What happens if you skip it: you lose your position. You think you’re Level 3 because you were Level 3 last quarter. Without assessment, you’ll never know.

Cost — quarterly

/cost-capture walks through provider dashboards, records spend, token volumes, and model mix. Compares to previous quarter. Proposes routing changes via MODEL_ROUTING.md.

What happens if you skip it: you either overspend without knowing or under-invest because nobody has evidence the spend is worth it.

How they interlock

The four loops are not independent practices. The output of each becomes the input of another.

Reflections surface gaps. Assessment confirms them. Three reflections noting the AI ignores error handling → quarterly assessment identifies the gap formally → improvement plan promotes the convention to an agent-backed constraint.
Health snapshots track whether improvements stuck.

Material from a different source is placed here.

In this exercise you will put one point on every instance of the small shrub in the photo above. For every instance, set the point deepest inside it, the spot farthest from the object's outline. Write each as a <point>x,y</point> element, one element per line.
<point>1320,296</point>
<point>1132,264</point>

Assessment recommends promoting constraints → health snapshots show enforcement ratio rising → the next assessment sees stable evidence and scores higher.
Cost data informs model routing. Routing affects quality. Quality affects reflections. Cost snapshot reveals frontier model spending on boilerplate → route to standard model → reflections capture whether quality held → next cost snapshot proves the savings.

Literacy level connection

Each literacy level requires different loops to sustain it:

Level 2 (Verification): CI either runs or it doesn’t. Self-sustaining through automation.
Level 3 (Habitat Engineering): Requires /reflect and /harness-health as ongoing practices. Without them, the habitat decays.
Level 4 (Specification Architecture): /assess becomes critical — are specs driving implementation or written after the fact?
Level 5 (Sovereign Engineering): All four loops plus portfolio view. Governance requires data.

The portfolio view

/portfolio-assess aggregates across repos. Three things become visible at portfolio scale:

Shared gaps — when five of eight repos have no reflection practice, that’s one organisational problem, not eight repo problems.
Outliers — one repo at Level 4 while the rest sit at Level 2. What are they doing differently?
Stale assessments — a repo assessed six months ago is a repo where you’re guessing.

The portfolio dashboard turns this into a self-contained HTML file that makes the loops visible to leadership.